Cywes agrees that the procedure soon will be widely accepted, and said that it's important for it to begin with data from a randomized, controlled study. "People are going to be doing this. We want to make sure they're doing it for the right reason," he said.

Patients enrolled in the study receive a series of counseling sessions to explain fetal medicine, including talks with social workers, ethicists, financial coordinators and the surgeons. The babies will be followed after birth through the NICU and corrective surgery.

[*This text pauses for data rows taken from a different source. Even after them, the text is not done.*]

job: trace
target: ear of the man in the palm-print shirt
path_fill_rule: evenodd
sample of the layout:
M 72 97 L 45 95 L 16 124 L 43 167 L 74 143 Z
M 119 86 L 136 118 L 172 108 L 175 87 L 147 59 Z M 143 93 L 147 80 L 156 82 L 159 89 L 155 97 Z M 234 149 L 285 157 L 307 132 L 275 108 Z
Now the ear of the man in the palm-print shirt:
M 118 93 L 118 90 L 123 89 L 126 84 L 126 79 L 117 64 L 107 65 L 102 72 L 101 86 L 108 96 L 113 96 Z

There will still be questions to answer in subsequent research, Bruner said, including patient selection and how many exchanges are optimal.

After about 40 minutes, Bruner and Harley had drawn out 280 ccs of fluid, replaced it with 300 of saline, then removed another 300 and finally bathed the fetus in an equal amount of sterile solution. After the first drought the fluid was a dense, dull yellow; after the second it was almost clear. Samples were collected for analysis here and in Paris to determine what irritates the bowel.

With the procedure finished, both expectant parents smiled and breathed easier, glad there was an option that might help their baby, and possibly many others.